Chic ships are focus of exhibit

Advertisements, ship models and newsreel footage flesh out “Ocean Liners: Glamour, Speed, and Style” at the Peabody Essex Museum in Salem, Mass. The exhibit pays homage to the ocean liner era.
Advertisements, ship models and newsreel footage flesh out “Ocean Liners: Glamour, Speed, and Style” at the Peabody Essex Museum in Salem, Mass. The exhibit pays homage to the ocean liner era.

SALEM, Mass. — This was the golden era for ocean travel: when ladies wore floor-length ballgowns, sometimes with parasols in hand, and gents donned flared frock coats that gave them an hourglass figure, a style inspired by Prince Albert.

Opulence and beauty were paramount for the cruise liner.

Fans can now relive this bygone era through some telltale relics on display at an exhibit at the Peabody Essex Museum in Salem, which partnered with London’s Victoria and Albert museum for the show.

The exhibit, called “Ocean Liners: Glamour, Speed, and Style,” tells a narrative of society’s love of ocean travel and how these ships evolved over the 100 years they ruled the seas.

“Ocean liners conveyed ideas, they were this special place where anything was possible,” said Daniel Finamore, a curator for the exhibit.

Indeed, glamour, speed and style were ideas with which ocean liners were associated. The public was most fascinated by speed. “The latest ship had to be the fastest,” Finamore said.

There are more than 200 works from the 19th and 20th centuries on display, including textiles, furniture, models, photographs and fashion.

Of course, any visual story about ocean liners wouldn’t be complete without some artifacts from the “unsinkable” Titanic, which broke apart and sank April 15, 1912, after the ship’s captain ignored warnings and steered the boat into an iceberg at speeds meant to impress passengers.

From the Titanic, there is a framed advertisement for second- and third-class bunks available on the voyage from New York back to London. Tickets started at $36.25 for the voyage on April 20, 1912, a trip that never happened.

There’s also a wooden deckchair with broken caning and a piece of hand-carved wooded archway, the largest surviving piece of woodwork from the Titanic. The deckchair and archway piece were found floating in the water near the ship.

For ocean liners, luxury was largely on display during meals. Lunch on the sunken Lusitania, a British ocean liner that was torpedoed by a German submarine in 1915, might include green turtle soup and hindquarters of lamb served on fine china with shiny silver cutlery.

In the exhibit, there also is a 1950 photograph of the actress Marlene Dietrich, wearing a Christian Dior buttoned-up skirt suit waiting to board the Queen Elizabeth, operated by the Cunard Line.

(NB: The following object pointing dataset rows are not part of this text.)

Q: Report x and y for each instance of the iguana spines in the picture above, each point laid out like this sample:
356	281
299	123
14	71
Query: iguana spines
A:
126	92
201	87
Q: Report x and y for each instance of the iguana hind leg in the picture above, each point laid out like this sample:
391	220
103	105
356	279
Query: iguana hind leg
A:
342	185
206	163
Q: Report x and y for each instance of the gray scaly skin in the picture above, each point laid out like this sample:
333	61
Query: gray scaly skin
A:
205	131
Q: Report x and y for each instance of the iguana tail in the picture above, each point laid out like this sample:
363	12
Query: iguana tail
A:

Dietrich was an experienced trans-Atlantic tourist. She had a favorite room with a piano that is part of the exhibit.

“Ocean Liners” captures the museumgoer’s imagination and highlights a contrast between ocean travel now and yesteryear, said Richard Griffin, of Salem, who was viewing the exhibit with his wife, Cynthia.

“It’s transporting,” he said. “It is a feeling of being rather than doing, then as opposed to now, when people would just be and luxuriate instead of doing so many things.”